Inspiration :
« À la tombée de la nuit, ils brûlaient du kyphi, ce célèbre encens composé de seize ingrédients. La plupart des ingrédients entrant dans la composition de ce mélange, dans la mesure où ils possèdent des propriétés aromatiques, dégagent une émanation douce et une exhalation bienfaisante, grâce auxquelles l’air se transforme, et le corps, bercé doucement et délicatement par ce courant, acquiert un état propice au sommeil ; et les angoisses et les tensions liées à nos soucis quotidiens, telles des nœuds, sont détendues et dénouées par ces effluves, sans l’aide du vin. »
Plutarque
L’encens kyphi était fabriqué par des prêtresses dans les temples au terme d’un processus long et complexe, puis soumis à un vieillissement. Le kyphi revêtait une telle importance dans les rituels du soir dédiés aux dieux associés à la création, à la vie et à l’au-delà que les recettes étaient gravées sur les murs de nombreux temples qui leur étaient consacrés. Dans la culture de l’Égypte antique, les parfums et la sexualité étaient étroitement liés. Les hiéroglyphes et les chants regorgeaient de messages codés associant les arômes à la sexualité. Dans certains poèmes d’amour, on constate même que la diffusion du parfum coïncide avec le moment de l’orgasme féminin. Lorsqu’il était brûlé le soir, on croyait que le kyphi ravivait la sexualité des dieux ou des défunts.
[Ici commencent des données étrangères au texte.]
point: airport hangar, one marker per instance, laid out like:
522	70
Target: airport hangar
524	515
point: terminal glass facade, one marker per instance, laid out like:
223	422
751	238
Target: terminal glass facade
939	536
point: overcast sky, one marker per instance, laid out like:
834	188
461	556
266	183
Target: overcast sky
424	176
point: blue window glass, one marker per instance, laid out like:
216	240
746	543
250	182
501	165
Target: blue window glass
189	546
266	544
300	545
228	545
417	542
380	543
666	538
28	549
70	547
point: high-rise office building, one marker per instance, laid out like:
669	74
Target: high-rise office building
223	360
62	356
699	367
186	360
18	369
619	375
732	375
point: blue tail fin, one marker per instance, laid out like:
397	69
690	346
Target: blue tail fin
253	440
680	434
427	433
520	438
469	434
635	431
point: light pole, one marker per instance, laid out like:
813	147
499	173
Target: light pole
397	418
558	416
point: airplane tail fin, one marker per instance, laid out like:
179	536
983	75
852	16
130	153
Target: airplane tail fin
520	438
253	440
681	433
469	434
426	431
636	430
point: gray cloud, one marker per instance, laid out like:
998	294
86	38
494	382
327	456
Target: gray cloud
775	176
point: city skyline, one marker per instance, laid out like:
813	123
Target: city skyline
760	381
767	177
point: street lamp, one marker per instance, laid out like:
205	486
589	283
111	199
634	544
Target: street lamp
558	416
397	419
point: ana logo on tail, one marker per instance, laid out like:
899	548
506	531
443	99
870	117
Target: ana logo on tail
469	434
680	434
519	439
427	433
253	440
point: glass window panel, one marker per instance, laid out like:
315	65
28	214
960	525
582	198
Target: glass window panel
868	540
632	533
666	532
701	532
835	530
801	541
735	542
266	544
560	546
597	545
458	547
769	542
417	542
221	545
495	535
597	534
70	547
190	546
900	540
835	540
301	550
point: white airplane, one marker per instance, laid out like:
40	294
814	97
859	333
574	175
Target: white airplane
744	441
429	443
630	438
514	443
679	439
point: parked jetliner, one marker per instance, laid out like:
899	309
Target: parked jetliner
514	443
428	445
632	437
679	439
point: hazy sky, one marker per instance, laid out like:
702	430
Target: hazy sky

« L’odeur des offrandes, l’odeur des offrandes »
Quel doux parfum embaume le royaume d’Amon (Seigneur de la Création) !
« Son parfum provient des offrandes et des provisions. »
L’arôme du kyphi emplissait le temple. La figure ithyphallique d’Amon présidait au mariage sacré, le hierosgamos. « Le palais était inondé de ce parfum divin, dont tout l’arôme provenait de Pount. »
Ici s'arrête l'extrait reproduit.